Of course, how many calories and how much fat you get from your dish will also depend on how the fish is cooked. Use dollops of butter and you will end up with a high-calorie dish no matter what kind of fish you use.

That said, if you are into lean eating, sockeye would certainly be a better choice. But, if you want to be a crowd-pleaser and serve a seafood dish that will appeal to the palette of everybody at the table, you could play it safe and go with the Atlantic salmon.

Cooking the Atlantic salmon

The mild flavor means that you could add it to a preparation where you want the flavors to be in perfect harmony, without one standing out against the others. In terms of cooking style, the soft tender flesh of the Atlantic salmon renders it suitable for pan frying as well as baking and roasting.

Simply finish a fillet with a high heat-controlled sear, which will get you crispy skin. Bring out the flavors of the fish with light and basic seasonings like lemon juice, butter, salt, and pepper and you will have a delicious main course on your hands.

For those who prefer more intense flavored spices, instead of trying to blend too many of these in a dish that includes Atlantic salmon, stick with just one or two stand-out flavors such as red pepper flakes, cilantro, garlic, or dill. 

Cooking the Sockeye salmon

The firm and compact texture of Sockeye salmon makes it perfect for grilling.

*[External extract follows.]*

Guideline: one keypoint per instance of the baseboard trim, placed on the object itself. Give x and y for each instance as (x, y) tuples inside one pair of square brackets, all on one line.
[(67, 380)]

Cook the filets, skin side down, without turning. 

Cooking the fish on cedar planks is the traditional way, but you can just as well bake it in the oven, slow roast it, or cook it in foil. It also tastes amazing when served fried.

In terms of the herbs and spices that you can couple with this intensely flavored fish, there are two schools of thought. 

There are purists who believe that it’s best to keep things simple with salt, pepper, butter, and lemon juice to ensure that the seasonings don’t steal the thunder from the star of the show, which is obviously the rich and robust flavored sockeye.

Then, there are others who believe that if you have such a strong flavor on hand that can dominate the herbs and spices, why not create a balanced background with the heady spices and herbs to go with the fishy taste?

Once again, this is a matter of preference. If you want to tone down the intense fishiness of the sockeye, then this is the way to go.

The price difference

As far as cost is concerned, Atlantic salmon is usually priced lower at $10-$15/pound, while the wild-caught sockeye can cost around $15-$20/pound.

But, you simply can’t go wrong with either option!

No matter what fish you choose, both Atlantic and sockeye salmon are healthy meal options. These nutrient-dense fishes are good for your heart and your brain, not to mention that you have a range of options when it comes to serving them

So, only your taste buds should tell you which way to go. There are those who don’t feel like they have enjoyed a seafood meal unless they feel the intense fishy taste in every bite and then there are others who relish seafood only when it is in its mildest form. 

Since, both types of salmon are almost at par when it comes to nutritional value, take your pick based on your preference.